Ozone can protect or harm life on Earth. Six miles above the surface, ozone in the stratosphere is a shield from the sun’s harmful ultraviolet radiation. In the troposphere or the closest layer (surface to 6 miles) ground-level ozone is a pollutant made from reactions between sunlight and human-induced emissions harmful to breathe and damaging to plants.

The severe heat of the Midwest each summer has combined with manmade emissions to create smog and increasingly higher levels of its primary component, surface ozone, over the past several decades.

Fishman, former NASA Langley employee Jack Creilson and other researchers used soybean crop yield data during a 5-year period over the Midwest and analyzed the results using multiple computer models.
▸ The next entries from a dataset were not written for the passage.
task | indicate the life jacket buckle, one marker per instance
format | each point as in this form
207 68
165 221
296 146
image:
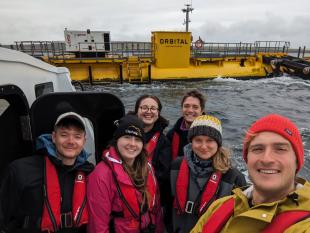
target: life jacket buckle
189 207
66 220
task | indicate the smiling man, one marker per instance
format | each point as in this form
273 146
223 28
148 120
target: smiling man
47 192
278 201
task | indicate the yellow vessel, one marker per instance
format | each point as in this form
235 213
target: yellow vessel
169 56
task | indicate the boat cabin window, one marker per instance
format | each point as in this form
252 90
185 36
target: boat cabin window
15 133
3 106
43 88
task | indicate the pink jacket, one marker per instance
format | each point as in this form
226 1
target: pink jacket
103 199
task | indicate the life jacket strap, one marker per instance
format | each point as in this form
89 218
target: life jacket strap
66 220
189 207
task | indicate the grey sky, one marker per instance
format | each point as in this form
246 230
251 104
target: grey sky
127 20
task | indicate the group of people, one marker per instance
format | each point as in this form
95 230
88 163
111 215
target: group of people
152 181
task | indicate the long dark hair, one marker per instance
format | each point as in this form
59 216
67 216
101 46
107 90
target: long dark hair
195 94
138 172
163 121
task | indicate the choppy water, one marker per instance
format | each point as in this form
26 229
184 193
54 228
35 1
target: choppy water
236 102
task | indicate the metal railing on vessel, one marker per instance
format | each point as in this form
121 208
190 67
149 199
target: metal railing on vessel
214 50
125 49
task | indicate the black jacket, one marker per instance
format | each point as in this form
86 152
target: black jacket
21 193
161 163
182 133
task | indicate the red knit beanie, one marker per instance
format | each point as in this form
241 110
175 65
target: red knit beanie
282 126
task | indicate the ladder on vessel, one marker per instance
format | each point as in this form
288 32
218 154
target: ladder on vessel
134 70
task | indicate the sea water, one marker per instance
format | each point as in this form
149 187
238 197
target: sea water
237 103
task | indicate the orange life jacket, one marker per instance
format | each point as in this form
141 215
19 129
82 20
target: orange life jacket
279 224
52 218
208 195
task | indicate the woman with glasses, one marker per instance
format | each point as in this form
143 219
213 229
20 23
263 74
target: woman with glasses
192 104
148 109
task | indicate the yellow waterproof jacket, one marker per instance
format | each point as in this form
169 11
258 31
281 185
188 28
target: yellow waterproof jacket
247 219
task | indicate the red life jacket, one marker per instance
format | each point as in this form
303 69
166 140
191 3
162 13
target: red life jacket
175 145
51 217
207 196
151 145
279 224
128 192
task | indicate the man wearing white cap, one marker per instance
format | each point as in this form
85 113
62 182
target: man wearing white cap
47 192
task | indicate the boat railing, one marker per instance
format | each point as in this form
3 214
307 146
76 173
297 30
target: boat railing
125 49
213 49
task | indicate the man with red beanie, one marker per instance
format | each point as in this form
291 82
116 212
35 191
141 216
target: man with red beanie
278 200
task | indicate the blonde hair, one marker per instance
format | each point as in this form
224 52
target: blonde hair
221 160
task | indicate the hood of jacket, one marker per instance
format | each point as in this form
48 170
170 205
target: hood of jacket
44 142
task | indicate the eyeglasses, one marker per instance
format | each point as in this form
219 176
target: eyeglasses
145 108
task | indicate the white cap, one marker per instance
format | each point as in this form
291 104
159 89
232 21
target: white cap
71 115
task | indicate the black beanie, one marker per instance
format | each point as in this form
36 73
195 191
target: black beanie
129 125
206 125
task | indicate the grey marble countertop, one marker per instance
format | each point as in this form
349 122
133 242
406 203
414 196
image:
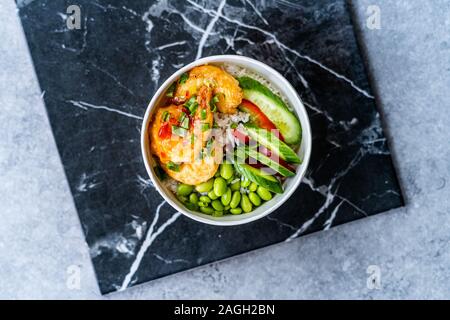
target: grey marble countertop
41 242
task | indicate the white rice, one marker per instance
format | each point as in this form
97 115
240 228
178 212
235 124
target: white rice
238 71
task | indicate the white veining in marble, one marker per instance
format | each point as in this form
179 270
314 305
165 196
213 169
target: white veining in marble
40 235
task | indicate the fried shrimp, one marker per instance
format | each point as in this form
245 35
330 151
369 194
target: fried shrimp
179 135
223 85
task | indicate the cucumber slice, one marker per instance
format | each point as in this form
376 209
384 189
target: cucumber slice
259 177
270 141
285 172
274 108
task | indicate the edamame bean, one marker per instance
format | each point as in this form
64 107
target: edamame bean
217 214
245 182
205 186
217 205
236 211
253 186
191 206
264 193
212 195
236 186
246 205
205 199
184 189
226 197
193 198
235 199
220 186
202 204
254 198
207 210
226 170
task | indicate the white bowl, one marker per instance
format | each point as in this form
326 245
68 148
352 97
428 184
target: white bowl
289 93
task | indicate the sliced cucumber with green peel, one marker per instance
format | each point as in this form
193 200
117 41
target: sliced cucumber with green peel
271 142
259 177
251 152
274 108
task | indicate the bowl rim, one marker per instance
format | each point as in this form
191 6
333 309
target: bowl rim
285 86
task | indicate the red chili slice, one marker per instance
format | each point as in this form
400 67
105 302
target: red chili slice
165 131
259 118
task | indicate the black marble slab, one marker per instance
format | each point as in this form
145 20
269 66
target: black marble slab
97 82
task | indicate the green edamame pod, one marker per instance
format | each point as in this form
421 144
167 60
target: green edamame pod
226 170
184 189
217 214
205 186
207 210
254 198
205 199
253 186
236 186
264 193
235 199
217 205
212 195
191 206
246 204
202 204
236 211
193 198
245 182
226 197
220 186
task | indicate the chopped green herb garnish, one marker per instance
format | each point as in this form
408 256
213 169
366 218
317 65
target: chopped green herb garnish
193 107
183 78
185 123
191 104
179 131
170 92
166 116
173 166
160 173
205 127
182 117
213 102
200 155
203 114
209 143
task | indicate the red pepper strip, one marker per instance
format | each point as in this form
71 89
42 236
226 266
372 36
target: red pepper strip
259 118
165 131
242 137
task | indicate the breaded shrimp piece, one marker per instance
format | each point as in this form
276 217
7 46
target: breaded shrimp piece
224 85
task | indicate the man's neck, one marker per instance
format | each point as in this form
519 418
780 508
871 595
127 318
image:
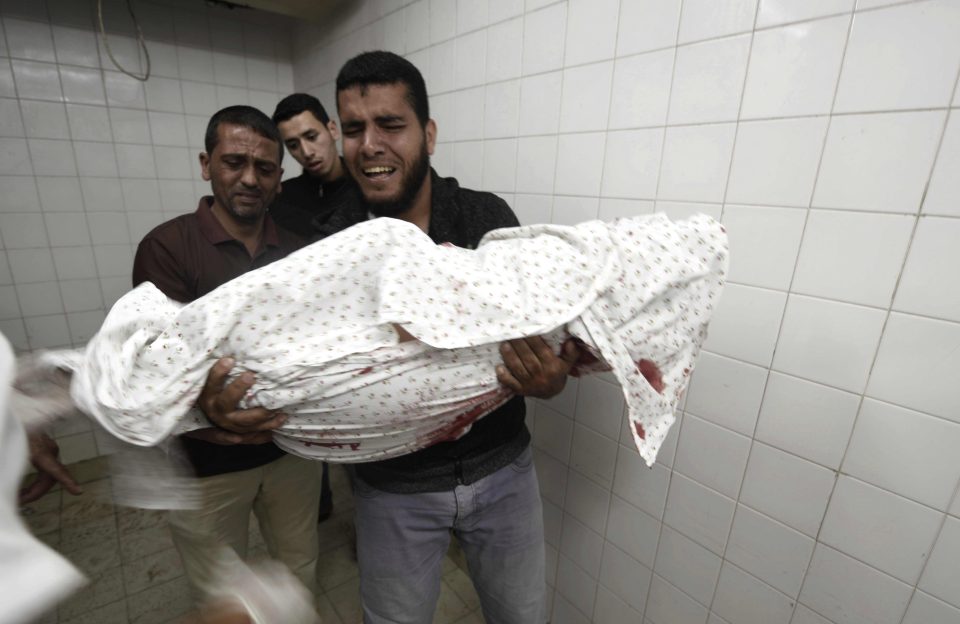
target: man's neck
248 233
336 173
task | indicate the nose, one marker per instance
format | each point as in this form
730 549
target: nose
371 145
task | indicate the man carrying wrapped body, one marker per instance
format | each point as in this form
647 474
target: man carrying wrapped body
376 342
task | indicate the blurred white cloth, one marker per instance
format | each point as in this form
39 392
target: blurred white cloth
317 328
33 578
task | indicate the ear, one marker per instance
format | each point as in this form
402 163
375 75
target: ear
334 131
205 166
431 132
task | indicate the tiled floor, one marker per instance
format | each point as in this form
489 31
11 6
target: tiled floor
135 573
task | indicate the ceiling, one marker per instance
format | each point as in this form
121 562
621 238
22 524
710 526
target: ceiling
308 10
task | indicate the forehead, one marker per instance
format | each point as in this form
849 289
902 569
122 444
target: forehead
298 124
234 139
373 101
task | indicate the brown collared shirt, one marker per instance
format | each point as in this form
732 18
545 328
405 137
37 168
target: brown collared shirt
187 257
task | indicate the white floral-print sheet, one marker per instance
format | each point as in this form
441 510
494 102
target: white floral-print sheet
317 328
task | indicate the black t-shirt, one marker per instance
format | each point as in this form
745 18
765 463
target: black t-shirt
304 203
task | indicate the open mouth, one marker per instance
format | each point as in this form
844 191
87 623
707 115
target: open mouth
378 173
247 198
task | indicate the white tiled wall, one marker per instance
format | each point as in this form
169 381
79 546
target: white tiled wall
91 160
813 477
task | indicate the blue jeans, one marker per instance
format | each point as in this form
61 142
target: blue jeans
402 540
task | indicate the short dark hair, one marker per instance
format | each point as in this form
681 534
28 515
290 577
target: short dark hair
293 105
382 68
248 117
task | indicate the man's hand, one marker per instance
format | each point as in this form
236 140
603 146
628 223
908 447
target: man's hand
45 457
531 368
227 438
219 403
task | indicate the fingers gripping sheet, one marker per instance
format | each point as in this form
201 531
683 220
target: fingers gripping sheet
317 328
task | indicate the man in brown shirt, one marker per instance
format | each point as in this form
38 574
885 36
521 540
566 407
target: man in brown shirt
229 234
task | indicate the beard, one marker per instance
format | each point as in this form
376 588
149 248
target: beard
410 185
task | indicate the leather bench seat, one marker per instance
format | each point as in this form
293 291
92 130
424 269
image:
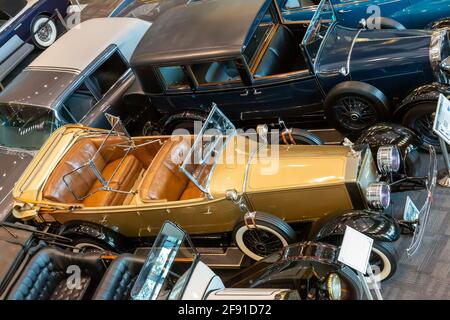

The results are consistent with conventional ground-based measurements and with data obtained from an open-air experimental facility SoyFACE (Soybean Free Air Concentration Enrichment) at the University of Illinois at Urbana-Champaign. Their analysis suggests that the cost to the farmers globally is substantial, and supports other studies that calculate an economic loss of more than 10 billion dollars annually.

Until now, the question of ozone impact on crop yield was mostly addressed by closed, chamber studies and on a larger scale at open-air facilities like SoyFACE. The study proved that space-borne satellite measurements of troposphere ozone derived from NASA’s Total Ozone Mapping Spectrometer (TOMS) prior to 2005, and from the Ozone Monitoring Instrument (OMI) since 2005 are useful indicators of surface ozone concentration over a far broader area than ground-based monitors.

The study used both satellite and surface observations of ozone, historic yield data and a sophisticated statistical model that also included factors such as ozone, temperature and soil moisture.

Creilson, now at the Climate System Research Center at the University of Massachusetts, said the advantage of the satellite-derived method is that it can be used worldwide. Poorer countries have little monitoring capability and even in the U.S., croplands are so vast that a land-based network of ozone sensors would be extremely expensive to construct and maintain.

“You have these farming locations that have no way of measuring surface ozone,” Creilson said. “What we had to do was come up with a way of showing them there’s a benefit of having the information.”